In the off-chance that you actually don't care what the final value of c
is (which is an odd thing to do, but I suppose there might be a use case for it), then the typical way to deal with this would be to use a quantifier. It kind of follows from your requirement: "There is some c
, I don't care what it is." So, let's code that. We need to make a few changes. First, we need quantifiers, so set the solver appropriately:
solver = z3.SolverFor('BV')
Then:
final_c = z3.BitVec('final_c', 16)
solver.add(z3.Exists([final_c], c == final_c))

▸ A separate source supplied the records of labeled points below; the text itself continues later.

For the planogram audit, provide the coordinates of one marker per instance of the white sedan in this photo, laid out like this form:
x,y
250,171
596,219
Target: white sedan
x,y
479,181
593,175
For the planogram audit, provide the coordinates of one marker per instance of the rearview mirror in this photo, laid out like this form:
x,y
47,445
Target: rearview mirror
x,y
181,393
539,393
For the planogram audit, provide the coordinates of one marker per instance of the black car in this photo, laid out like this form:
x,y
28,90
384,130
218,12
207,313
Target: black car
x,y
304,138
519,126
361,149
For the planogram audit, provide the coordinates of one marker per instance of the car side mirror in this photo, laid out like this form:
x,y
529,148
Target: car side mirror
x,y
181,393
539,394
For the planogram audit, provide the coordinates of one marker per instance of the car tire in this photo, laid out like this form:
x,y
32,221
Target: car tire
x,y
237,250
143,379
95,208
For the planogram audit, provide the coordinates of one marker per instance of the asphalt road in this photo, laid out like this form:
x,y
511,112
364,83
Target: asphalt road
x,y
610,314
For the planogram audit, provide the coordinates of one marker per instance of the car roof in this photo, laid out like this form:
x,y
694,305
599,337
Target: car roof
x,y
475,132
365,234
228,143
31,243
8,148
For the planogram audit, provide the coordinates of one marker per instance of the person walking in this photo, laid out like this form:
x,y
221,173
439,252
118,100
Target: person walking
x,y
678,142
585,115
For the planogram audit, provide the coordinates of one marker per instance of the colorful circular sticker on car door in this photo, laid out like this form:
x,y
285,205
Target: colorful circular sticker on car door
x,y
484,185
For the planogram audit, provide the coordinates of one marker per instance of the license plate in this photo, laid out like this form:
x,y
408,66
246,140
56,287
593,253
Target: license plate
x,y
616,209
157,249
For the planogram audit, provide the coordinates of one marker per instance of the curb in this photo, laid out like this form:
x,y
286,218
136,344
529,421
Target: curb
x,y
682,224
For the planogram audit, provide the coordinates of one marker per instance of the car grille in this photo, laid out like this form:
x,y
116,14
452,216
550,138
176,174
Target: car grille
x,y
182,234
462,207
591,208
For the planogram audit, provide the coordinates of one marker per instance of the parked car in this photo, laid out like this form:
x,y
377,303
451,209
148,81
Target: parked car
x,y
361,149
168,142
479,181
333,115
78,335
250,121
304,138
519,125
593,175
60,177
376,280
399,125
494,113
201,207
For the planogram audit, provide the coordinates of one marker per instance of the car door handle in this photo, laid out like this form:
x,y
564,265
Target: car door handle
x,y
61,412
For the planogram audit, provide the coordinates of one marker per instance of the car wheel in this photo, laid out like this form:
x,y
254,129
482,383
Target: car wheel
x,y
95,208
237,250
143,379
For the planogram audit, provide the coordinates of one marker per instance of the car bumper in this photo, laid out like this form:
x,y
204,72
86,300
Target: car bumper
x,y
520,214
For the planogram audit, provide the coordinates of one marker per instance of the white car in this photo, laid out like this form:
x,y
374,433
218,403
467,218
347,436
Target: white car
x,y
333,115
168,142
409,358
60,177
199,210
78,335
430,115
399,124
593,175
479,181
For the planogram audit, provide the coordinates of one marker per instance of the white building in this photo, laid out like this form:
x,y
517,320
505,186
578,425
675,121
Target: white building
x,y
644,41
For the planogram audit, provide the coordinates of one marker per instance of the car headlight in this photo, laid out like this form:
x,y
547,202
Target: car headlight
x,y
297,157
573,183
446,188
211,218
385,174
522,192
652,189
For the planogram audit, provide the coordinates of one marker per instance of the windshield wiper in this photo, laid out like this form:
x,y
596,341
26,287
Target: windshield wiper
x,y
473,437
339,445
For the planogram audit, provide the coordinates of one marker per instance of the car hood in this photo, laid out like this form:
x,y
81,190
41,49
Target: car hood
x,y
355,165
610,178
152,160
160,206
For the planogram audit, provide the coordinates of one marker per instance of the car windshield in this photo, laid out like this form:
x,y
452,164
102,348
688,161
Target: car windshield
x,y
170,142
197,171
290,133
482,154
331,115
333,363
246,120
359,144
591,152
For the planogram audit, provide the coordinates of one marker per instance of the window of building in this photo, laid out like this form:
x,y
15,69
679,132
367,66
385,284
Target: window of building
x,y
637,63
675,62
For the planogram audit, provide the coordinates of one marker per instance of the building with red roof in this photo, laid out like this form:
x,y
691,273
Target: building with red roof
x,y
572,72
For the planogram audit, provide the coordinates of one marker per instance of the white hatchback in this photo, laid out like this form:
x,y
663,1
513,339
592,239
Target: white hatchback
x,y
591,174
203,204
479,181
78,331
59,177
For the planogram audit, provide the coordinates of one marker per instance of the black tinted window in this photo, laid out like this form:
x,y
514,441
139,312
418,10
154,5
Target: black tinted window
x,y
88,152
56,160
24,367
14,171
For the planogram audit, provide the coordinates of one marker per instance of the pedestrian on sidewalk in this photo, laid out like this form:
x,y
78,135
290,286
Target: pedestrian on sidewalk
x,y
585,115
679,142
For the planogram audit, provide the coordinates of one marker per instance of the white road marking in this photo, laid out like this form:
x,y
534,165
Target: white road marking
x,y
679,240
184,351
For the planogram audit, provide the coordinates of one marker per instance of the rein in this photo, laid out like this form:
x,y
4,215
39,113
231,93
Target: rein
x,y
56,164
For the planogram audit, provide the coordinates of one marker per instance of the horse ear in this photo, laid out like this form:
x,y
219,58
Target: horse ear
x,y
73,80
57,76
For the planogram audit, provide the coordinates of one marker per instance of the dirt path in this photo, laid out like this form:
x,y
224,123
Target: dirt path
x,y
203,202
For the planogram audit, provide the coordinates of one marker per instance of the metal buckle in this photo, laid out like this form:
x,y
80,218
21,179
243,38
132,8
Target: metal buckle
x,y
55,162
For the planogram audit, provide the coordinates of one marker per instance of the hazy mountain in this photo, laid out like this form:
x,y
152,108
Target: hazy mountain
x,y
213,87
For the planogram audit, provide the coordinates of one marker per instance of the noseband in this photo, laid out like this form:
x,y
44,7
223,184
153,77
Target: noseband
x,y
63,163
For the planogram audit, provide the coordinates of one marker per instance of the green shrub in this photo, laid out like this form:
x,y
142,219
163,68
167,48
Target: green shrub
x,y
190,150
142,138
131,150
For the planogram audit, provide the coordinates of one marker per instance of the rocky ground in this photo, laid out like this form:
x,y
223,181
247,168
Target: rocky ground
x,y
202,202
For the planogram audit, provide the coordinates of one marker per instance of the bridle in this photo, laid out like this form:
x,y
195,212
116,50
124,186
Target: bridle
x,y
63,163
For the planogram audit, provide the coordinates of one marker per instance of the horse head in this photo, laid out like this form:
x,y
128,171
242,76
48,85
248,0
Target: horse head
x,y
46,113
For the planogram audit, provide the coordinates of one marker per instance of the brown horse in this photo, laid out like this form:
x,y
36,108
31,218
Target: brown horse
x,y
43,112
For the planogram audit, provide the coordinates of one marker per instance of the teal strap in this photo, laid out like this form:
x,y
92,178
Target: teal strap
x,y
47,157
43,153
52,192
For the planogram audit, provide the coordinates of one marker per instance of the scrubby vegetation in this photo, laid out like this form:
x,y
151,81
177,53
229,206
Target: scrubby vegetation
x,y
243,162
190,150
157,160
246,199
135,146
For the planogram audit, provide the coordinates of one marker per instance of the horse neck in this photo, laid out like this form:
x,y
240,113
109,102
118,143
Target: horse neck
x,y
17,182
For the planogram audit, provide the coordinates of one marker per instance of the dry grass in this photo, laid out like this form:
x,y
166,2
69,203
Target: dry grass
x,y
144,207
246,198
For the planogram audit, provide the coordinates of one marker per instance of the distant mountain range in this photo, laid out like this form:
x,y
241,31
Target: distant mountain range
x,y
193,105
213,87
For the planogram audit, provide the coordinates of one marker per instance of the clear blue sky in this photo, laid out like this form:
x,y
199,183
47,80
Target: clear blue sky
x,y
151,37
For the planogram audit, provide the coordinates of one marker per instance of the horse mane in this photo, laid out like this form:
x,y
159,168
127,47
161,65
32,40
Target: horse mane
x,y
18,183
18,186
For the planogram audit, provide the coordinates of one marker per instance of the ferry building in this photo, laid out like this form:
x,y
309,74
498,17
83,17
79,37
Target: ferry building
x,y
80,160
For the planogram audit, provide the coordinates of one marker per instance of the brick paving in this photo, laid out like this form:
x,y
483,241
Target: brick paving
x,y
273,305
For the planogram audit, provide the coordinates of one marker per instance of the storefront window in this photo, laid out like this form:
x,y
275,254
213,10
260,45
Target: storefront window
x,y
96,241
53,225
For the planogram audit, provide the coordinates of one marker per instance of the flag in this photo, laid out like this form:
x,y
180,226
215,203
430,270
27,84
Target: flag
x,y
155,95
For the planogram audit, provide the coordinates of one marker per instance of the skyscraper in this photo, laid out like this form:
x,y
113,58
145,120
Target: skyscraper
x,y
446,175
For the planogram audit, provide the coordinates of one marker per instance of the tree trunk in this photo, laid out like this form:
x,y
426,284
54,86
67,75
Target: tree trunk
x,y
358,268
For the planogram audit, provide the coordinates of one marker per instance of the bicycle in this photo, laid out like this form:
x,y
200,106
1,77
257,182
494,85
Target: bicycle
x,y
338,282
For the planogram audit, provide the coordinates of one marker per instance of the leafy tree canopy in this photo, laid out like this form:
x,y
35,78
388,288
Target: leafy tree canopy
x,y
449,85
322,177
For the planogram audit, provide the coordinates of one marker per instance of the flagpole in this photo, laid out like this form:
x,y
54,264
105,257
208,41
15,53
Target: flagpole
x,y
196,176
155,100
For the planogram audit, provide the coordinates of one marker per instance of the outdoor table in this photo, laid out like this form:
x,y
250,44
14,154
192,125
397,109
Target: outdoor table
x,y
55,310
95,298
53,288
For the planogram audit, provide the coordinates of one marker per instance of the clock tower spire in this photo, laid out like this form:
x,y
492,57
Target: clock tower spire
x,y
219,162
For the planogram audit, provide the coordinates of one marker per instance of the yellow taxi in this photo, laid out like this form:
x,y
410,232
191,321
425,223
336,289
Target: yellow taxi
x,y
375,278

Note that the declaration of final_c
is a technicality. You won't be able to access its value. It's just to make sure that there exists some final value of c
that's reachable. (i.e., the whole thing isn't unsat
.)
With these changes, if you run the program you'll see it says:
Traceback (most recent call last):
File "/Users/leventerkok/qq/b.py", line 27, in <module>
print(model[_x].as_long())
AttributeError: 'NoneType' object has no attribute 'as_long'
This is because the model didn't even care for _x
; it noticed that this is satisfiable and didn't bother to compute _x
. But we can ask it to give us a value like this:
model = solver.model()
print(model.evaluate(_x, model_completion=True))
This prints:
sat
0
So, there's a way to run your equations and it all works out starting with x = 0
. Well, that wasn't very interesting, but without any additional constraints it does make sense: Starting with x = 0
, and an appropriate y/c
, you can indeed unroll this calculation.
Finally, don't use z3.Var(1, BitVecSort(16))
. Those are lambda-vars, that you should never reach out for. (It's a design flaw in my mind that z3 exposes them to the end-user, but not everything is perfect!)